News: VMwareGuruz has been  Voted Top 50 vBlog 2018. 

Automation

Automating VM Provisioning for Costico: A Comprehensive Guide

Introduction

Managing infrastructure for a global company like Costco with 20+ vCenters, over 5000 ESXi hosts, and 45,000 virtual machines is no small feat. Before automation, the team faced challenges such as extended provisioning times, manual errors, and difficulty scaling resources efficiently. As a Platform Engineer, supporting such a VMware infrastructure requires automation to streamline repetitive tasks, enhance efficiency, and reduce errors. In this blog post, we’ll walk through how we automated VM provisioning end-to-end using tools like GitHub, Visual Studio Code, Ansible, Python, PowerShell, ServiceNow, and Grafana.

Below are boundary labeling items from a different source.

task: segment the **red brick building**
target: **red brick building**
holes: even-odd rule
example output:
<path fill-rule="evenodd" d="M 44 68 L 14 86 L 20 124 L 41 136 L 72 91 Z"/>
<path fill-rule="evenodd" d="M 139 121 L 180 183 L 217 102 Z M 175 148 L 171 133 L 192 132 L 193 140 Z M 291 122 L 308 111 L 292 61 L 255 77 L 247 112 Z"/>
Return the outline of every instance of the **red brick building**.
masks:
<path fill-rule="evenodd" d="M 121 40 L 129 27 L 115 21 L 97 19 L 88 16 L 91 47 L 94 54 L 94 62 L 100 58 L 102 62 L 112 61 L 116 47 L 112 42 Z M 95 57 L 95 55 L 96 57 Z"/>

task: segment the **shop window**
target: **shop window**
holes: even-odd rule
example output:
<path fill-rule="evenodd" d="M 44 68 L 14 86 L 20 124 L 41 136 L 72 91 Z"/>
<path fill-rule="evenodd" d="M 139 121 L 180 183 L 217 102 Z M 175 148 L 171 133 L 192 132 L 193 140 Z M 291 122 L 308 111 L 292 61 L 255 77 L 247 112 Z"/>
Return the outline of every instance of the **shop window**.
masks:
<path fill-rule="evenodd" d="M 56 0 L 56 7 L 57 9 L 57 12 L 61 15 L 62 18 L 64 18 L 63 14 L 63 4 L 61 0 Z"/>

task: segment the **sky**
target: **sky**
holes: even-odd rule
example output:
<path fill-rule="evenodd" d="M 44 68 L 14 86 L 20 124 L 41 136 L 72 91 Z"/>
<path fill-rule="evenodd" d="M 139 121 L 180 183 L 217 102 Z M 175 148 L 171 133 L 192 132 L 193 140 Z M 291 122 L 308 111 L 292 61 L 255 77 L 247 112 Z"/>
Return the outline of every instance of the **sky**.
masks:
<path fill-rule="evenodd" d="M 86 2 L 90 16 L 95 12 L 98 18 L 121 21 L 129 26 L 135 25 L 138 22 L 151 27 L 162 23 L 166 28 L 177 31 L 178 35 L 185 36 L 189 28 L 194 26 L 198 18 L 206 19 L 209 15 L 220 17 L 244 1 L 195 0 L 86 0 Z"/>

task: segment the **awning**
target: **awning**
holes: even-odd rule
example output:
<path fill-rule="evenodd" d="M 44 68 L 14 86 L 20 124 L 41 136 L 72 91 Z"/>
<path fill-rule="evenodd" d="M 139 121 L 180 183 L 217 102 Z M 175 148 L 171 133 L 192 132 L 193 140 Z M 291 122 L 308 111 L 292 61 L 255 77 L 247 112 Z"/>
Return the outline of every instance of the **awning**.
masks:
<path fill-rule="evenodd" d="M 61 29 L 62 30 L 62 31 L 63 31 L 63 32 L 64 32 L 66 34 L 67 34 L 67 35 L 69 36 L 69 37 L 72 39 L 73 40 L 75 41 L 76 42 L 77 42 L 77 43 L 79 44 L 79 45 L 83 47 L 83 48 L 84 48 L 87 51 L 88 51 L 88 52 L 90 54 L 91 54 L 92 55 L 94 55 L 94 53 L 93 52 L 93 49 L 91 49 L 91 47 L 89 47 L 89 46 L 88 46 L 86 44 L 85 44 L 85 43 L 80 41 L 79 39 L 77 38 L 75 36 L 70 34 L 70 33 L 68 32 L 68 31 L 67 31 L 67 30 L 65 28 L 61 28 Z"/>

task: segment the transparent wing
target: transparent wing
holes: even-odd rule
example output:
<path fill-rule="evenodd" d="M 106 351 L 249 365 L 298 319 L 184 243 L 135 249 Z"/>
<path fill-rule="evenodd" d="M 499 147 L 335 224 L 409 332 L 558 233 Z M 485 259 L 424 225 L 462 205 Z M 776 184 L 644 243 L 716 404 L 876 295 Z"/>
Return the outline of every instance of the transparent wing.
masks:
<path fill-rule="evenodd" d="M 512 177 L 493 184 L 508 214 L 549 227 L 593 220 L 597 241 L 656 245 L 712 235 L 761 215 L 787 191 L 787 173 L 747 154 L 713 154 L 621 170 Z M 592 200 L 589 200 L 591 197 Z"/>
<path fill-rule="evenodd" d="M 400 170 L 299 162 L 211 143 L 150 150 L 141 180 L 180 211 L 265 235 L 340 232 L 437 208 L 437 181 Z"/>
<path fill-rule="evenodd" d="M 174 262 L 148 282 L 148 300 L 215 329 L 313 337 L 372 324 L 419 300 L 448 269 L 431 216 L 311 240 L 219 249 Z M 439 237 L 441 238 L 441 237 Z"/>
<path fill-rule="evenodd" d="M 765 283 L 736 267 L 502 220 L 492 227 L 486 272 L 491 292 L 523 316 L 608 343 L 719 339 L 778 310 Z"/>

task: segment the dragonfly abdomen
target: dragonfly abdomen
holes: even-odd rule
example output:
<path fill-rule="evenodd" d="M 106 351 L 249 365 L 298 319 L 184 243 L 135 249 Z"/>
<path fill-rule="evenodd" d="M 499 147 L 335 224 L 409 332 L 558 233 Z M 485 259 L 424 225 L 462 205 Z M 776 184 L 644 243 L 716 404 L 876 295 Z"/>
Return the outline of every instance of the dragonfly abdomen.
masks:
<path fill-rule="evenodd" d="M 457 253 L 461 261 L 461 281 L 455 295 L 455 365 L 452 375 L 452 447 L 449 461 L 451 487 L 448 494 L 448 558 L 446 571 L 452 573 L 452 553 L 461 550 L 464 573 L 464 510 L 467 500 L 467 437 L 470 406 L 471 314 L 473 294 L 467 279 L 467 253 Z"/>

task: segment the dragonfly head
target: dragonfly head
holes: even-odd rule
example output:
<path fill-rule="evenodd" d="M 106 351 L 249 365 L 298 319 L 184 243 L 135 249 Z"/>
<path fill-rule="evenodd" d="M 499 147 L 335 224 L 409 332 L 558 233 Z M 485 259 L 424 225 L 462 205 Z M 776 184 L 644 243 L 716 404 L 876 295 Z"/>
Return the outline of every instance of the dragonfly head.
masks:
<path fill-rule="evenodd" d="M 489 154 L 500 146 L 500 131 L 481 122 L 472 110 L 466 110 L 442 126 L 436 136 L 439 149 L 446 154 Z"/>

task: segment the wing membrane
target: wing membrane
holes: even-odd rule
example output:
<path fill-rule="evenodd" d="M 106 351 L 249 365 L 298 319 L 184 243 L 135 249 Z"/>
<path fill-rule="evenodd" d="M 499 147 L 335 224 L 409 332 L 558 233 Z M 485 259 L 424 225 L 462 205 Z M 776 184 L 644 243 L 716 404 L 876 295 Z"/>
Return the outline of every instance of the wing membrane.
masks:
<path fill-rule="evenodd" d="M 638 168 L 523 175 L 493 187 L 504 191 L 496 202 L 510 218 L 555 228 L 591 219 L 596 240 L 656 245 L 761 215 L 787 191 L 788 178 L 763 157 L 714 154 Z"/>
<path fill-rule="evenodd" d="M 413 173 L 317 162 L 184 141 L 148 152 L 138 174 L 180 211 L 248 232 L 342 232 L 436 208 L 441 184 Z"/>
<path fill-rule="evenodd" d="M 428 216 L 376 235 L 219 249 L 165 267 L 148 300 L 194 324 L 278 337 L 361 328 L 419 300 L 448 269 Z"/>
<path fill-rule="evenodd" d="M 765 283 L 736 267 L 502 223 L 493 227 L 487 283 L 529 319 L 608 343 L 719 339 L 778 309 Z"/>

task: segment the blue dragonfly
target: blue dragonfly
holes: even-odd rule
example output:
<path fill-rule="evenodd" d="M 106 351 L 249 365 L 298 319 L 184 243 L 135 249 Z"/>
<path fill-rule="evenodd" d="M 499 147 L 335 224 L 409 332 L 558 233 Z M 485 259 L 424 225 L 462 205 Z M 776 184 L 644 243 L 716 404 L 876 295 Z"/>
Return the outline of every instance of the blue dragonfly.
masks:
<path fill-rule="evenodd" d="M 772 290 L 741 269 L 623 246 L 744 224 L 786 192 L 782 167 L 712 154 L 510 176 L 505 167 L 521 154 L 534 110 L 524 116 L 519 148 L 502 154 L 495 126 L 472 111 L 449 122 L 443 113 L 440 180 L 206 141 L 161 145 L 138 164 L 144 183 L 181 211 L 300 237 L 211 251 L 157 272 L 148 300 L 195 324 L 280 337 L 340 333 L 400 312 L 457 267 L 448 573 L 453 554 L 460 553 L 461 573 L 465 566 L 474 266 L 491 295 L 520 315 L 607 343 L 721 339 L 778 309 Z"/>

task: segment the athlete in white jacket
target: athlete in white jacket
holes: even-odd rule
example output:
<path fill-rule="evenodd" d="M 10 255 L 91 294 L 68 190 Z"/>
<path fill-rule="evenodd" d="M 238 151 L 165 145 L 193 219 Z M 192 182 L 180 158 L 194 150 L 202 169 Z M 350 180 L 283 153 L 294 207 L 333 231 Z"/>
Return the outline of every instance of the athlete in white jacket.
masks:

The Infrastructure Landscape

Costco operates a global infrastructure:

  • 20+ vCenters distributed across various regions.
  • 5000+ ESXi Hosts, each hosting multiple virtual machines.
  • 45,000 VMs providing services such as networking, storage, and compute for internal and external customers.
  • A tenant-based model, where each tenant corresponds to a specific business unit or customer.
  • Two major Business Units (BUs) with distinct VM templates for Linux, Windows, and VDI setups.
  • Access to the provisioning platform is managed through a web-based tool called Costico-VMs-Delivery, secured via LDAP and SSO, with MFA tools for enhanced security.
  • AZ-based infrastructure for each location, with required tags such as environment (prod, dev), cost center, and application type, helping to identify resources and streamline operational tasks efficiently.
  • Aria Suite tools (vROps and vRA) used to monitor capacity at each location and resize the AZ when insufficient capacity is detected.
  • enable – disable – admin enabled concept applied to manage Platform AZ providers, ensuring controlled access and seamless transitions between operational states.
  • Ticket mechanism integrated with ServiceNow to track and resolve VM provisioning failures. For example, if a VM creation fails due to insufficient AZ capacity, the ticket includes logs and suggested actions for resolution.
  • Dashboards using Grafana or similar tools to monitor overall capacity and provisioning statistics in real-time. These dashboards display key metrics like CPU/RAM usage, disk IOPS, and provisioning trends.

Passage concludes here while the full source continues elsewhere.